Schofbeck concluded the data present a "significant warning signal" and that "danger to human life cannot be ruled out."
Although the PEI publicly announced it would work with BKK to review the data, as of Schofbeck's termination from the company, authorities hadn't launched an investigation into Schofbeck's claims about underreporting.
Data from non-government sources reveal emerging pattern of underreporting
Before the BKK data disappeared, Florian Schilling, a German researcher and physician, took a deeper look at it, comparing it to existing reports from the PEI.
According to Schilling's analysis:
- PEI's reported numbers for 2021 were 7 times lower than BKK's calculations.
- PEI's reported numbers were 13.86 times lower than BKK's projections when compared to the 14 month period since the vaccine rollout.
- Using this factor, Schilling calculated more than 400,000 serious AEs and over 31,000 deaths from AEs have occurred since the beginning of the vaccination campaign.
That number approximates Crawford's original estimations, made in August 2021.
How could so many potentially fatal complications from COVID vaccines escape the attention of the CDC?
According to Crawford, the CDC chose to identify risk by using an obscure computation called Proportional Reporting Ratio (PRR). As the name implies, this system is based on ratios of different event types and is utterly blind to the absolute rate of such events.
The result of using such a formula is that even if a vaccine is associated with substantially higher risk of injury, no alarm will sound if the vaccine raises risks of different types uniformly, no matter to what degree.
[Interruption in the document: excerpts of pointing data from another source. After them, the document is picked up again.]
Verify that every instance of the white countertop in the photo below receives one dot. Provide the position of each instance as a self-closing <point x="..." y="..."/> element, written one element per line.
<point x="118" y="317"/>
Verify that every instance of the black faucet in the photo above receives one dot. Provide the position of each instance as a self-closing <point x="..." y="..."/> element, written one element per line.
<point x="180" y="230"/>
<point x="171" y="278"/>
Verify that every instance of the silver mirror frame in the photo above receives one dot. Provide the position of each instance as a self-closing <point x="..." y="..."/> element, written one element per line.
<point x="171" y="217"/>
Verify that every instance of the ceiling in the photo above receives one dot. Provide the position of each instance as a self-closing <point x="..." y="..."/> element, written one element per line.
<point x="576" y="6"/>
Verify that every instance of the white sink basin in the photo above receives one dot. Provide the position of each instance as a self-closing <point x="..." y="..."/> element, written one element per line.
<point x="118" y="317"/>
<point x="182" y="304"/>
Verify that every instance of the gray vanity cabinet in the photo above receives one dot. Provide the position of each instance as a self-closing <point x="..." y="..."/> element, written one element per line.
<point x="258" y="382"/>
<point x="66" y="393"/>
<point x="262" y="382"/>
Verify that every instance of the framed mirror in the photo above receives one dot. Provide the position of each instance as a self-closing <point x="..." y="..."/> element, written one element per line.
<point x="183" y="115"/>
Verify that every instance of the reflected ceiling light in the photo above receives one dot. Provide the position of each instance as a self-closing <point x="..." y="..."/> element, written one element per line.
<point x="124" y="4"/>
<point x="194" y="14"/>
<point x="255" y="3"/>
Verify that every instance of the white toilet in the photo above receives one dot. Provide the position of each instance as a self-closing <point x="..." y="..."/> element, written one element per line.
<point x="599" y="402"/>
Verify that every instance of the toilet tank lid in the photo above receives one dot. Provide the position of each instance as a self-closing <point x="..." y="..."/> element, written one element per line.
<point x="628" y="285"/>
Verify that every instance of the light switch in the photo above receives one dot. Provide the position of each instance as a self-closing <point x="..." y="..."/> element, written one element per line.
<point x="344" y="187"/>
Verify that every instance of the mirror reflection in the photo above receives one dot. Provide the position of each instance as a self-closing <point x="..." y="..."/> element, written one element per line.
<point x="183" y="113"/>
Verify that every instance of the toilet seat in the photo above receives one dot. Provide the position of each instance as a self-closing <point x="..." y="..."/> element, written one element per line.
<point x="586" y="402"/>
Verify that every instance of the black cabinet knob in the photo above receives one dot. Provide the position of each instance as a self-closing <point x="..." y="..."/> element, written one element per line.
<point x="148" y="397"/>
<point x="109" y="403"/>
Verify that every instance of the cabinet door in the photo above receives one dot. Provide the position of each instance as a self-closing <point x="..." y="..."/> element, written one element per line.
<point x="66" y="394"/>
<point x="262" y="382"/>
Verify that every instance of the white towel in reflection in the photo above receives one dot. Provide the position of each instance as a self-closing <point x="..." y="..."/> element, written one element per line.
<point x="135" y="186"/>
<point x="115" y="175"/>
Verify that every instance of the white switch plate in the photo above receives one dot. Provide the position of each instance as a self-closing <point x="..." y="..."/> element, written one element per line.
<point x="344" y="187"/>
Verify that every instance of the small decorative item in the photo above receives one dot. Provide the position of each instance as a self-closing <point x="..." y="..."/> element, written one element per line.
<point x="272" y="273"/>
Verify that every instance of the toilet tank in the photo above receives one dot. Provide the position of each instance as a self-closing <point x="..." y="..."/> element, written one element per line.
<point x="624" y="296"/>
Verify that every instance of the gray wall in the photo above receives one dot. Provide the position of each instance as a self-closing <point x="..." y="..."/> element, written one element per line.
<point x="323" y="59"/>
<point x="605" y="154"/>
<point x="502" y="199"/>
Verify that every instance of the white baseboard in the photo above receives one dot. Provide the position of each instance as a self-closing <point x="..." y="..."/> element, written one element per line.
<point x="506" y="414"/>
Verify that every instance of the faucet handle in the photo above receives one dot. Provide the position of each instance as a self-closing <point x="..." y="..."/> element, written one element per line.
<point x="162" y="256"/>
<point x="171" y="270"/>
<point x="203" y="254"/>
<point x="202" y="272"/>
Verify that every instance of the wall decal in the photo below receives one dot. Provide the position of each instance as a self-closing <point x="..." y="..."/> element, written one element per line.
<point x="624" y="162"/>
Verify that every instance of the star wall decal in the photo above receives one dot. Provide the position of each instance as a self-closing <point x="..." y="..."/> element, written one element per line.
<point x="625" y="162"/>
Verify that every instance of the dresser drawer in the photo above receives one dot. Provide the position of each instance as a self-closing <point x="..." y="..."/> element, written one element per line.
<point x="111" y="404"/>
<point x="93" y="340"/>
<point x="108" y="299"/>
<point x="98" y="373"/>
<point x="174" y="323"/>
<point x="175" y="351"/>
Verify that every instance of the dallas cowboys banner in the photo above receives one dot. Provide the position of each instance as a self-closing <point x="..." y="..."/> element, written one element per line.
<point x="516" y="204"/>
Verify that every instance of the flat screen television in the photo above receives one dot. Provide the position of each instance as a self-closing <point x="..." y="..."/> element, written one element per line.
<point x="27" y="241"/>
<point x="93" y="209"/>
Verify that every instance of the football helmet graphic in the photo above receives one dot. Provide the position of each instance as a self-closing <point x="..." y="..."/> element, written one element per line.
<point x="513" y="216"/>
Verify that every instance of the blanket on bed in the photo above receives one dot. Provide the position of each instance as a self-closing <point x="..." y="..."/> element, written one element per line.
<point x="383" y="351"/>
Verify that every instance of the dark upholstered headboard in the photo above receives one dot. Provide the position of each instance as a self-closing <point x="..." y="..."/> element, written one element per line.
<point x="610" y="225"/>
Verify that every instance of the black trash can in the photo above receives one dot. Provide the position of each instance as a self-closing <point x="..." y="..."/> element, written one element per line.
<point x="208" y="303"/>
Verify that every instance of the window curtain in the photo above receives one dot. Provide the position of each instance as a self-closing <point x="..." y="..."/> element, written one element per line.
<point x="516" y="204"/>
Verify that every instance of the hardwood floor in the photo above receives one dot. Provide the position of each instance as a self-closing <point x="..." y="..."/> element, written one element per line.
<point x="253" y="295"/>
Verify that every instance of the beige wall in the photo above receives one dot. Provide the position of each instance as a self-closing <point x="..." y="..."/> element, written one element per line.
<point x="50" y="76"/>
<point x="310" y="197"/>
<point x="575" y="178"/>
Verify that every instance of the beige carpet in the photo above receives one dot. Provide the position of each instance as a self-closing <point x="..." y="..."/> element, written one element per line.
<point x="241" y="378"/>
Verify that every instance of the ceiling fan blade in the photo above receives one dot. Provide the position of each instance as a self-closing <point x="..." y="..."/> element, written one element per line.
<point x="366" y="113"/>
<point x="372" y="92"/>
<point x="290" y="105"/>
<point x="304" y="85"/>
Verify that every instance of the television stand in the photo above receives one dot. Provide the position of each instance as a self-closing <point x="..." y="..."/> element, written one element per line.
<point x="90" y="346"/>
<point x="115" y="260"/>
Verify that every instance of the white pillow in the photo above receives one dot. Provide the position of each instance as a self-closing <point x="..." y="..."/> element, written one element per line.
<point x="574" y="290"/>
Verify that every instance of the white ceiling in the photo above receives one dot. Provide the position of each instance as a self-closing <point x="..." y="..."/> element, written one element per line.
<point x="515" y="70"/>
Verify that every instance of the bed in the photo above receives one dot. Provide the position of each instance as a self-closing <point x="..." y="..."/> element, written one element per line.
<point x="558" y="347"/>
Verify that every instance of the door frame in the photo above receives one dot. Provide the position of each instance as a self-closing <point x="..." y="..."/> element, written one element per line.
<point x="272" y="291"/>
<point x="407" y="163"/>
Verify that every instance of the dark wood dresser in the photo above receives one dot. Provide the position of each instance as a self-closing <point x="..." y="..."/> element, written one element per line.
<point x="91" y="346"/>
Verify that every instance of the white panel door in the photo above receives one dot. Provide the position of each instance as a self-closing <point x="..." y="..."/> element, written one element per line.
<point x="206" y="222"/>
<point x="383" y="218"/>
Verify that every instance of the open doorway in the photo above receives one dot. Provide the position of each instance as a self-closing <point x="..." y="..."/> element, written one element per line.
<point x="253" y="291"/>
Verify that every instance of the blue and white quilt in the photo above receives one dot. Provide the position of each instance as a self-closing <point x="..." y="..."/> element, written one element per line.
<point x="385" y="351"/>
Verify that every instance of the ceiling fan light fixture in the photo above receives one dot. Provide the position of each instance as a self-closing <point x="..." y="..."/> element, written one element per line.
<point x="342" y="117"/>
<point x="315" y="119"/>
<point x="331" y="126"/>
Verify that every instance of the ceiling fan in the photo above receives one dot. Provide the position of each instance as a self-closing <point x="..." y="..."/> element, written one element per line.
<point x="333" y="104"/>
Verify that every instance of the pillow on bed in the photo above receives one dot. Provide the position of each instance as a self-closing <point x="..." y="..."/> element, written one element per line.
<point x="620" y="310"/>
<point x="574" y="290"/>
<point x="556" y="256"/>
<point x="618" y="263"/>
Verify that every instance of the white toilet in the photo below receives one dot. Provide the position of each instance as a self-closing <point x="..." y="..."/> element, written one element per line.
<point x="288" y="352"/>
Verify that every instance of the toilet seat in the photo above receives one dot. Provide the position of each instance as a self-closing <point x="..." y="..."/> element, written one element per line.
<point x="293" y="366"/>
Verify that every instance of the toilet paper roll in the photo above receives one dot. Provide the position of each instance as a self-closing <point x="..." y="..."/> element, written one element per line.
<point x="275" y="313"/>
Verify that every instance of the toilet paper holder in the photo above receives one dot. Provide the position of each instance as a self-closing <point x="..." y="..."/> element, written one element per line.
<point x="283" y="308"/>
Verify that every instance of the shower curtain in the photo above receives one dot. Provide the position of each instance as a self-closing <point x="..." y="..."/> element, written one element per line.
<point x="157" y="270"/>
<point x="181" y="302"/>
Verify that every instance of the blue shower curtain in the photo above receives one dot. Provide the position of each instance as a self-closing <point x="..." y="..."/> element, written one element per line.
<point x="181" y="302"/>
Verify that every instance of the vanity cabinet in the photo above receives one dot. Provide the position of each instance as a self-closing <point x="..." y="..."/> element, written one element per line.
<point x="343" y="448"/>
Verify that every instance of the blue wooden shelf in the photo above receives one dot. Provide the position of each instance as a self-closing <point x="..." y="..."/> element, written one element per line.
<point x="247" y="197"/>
In other words, if the risk of myocarditis from a Covid-19 vaccine is, for example, twenty times higher than from other vaccines, the PRR for myocarditis will not be any higher than with previous vaccines if other adverse events associated with the Covid-19 vaccine are also twenty times higher. No safety signal will be raised.
Methods of extrapolating data, adverse event reporting categories and billing code descriptions will vary by country, agency and within the private sector, making direct comparisons difficult.
However, a pattern of underreporting is evident.
For example, an Israeli MOH survey generated reliable underreporting factors. The MOH conducted an active survey of booster shot recipients to collect data on adverse events associated with booster doses, then compared the survey data to the data available from the country's passive reporting system.
The survey concluded Israel's passive reporting system was grossly underreporting adverse events.
In the U.S., Scott Davison, the CEO of OneAmerica, an Indiana life insurance company, reported his company's data showed a "stunning" 40% increase in the death rate among 18- to 64-year-old adults compared to pre-pandemic levels.
Davison also described a major uptick in both short- and long-term disability claims.
The insurance executive rated the extraordinarily high death rate as "the highest ... we have seen in the history of this business," adding the trend is "consistent across every player in that business."
A December 2021 article in Fortune noted that life insurance companies are seeing the highest payouts in 100 years.